On your FA have you right clicked and selected "Activate FA" ?


----------



## Bob-F10 (Jun 30, 2014)

Hi, 
yes I did both ways, right-clicking and double clicking. In both cases, the progress bar shows up, but then some seconds later it closes and there's no any further change, FA title still is black color (no green active mention). 
And of course, no way to code FDL the CAFD that has been changed. 

Any other ideas?


----------



## TokenMaster (Jul 18, 2013)

Your I-Step may be newer than your PSdZ. If you've never had the car updated by dealership, PSdZ 48.2 might still work for you.


----------



## Bob-F10 (Jun 30, 2014)

Hi @Tokenmaster!
I've checked the I-level on my car, it is F010_12_07_533
So... shall my E-sys version 3.18.4 and PSdZ 47.5 be OK? If yes, what else can I try to sort out the problem with activating FA?

If newer versions are necessary for this I-level, what what E-sys and PsZData shall be necessary for correct coding?

thanks a lot for your help!

rgds
Bob


----------



## shawnsheridan (Jan 10, 2009)

Bob-F10 said:


> Hi everybody,
> I've starting this new adventure of coding for the first time.
> My car is from 2011, I'm coding with E-Sys 3.18.4 and PSdZ 47.5
> I'm currently stuck, I've made to read, change values for funsctions, but when it's time to activate FA before coding FDL the changes, nothing hapens.
> ...


After you Read FA, you likely hit the "Save" button afterwards, and then tried to Activate FA. You cannot hit the Save Button as doing so then expects you to open FA up in FA Editor. Just Read FA, and then Activate FA.


----------



## Bob-F10 (Jun 30, 2014)

Hi @shawnsheridan !
That was awesome, that was the trick!
Thank you so much for that, now I've done some coding and it works properly. 

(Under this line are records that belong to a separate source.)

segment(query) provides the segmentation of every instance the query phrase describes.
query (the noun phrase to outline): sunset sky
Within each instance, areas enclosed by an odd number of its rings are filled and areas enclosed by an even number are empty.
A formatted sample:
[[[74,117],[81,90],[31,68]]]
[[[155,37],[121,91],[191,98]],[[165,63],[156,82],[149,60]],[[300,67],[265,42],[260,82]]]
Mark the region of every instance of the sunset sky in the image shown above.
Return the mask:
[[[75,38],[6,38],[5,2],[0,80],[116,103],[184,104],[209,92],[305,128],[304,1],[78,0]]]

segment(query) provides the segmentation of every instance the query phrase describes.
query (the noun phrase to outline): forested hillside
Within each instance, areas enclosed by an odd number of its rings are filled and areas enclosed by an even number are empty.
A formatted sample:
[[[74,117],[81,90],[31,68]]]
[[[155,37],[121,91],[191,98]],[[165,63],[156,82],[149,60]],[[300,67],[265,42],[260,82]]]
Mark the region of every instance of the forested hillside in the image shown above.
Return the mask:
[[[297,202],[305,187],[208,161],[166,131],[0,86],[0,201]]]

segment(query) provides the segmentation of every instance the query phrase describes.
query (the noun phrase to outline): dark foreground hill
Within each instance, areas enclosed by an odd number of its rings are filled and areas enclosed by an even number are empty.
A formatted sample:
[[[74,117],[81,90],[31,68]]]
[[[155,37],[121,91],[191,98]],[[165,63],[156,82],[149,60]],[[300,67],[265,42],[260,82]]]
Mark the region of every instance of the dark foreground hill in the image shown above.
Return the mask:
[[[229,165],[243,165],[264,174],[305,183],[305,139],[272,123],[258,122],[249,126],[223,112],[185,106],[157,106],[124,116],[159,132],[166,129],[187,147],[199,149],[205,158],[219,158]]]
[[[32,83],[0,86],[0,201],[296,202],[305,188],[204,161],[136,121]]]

All the very best for you and thanks all for the help!


----------



## shawnsheridan (Jan 10, 2009)

Bob-F10 said:


> Hi @shawnsheridan !
> That was awesome, that was the trick!
> Thank you so much for that, now I've done some coding and it works properly.
> 
> All the very best for you and thanks all for the help!


:thumbup:


----------



## Wisper0 (Dec 4, 2019)

Hi,
I can not get the FAactivation for my f45

Yesterday i get it with F20 target, but i read that i must use F56 target for the F45. 
Today I try it with F56 target , i can connect but the FA activating bar dont finish never.
I did CONECT, READ, rigth click ACTIVATE FA....

With F20 target the activation was fine 
Then, can i use as F20 or must be F56? 

Can anyone help me?


----------



## Takabo (Sep 8, 2019)

Wisper0 said:


> Hi,
> I can not get the FAactivation for my f45
> 
> Yesterday i get it with F20 target, but i read that i must use F56 target for the F45.
> ...


Please try again with Windows10_1903 or 1909.
I also couldn't activate FA on Windows10_1809.


----------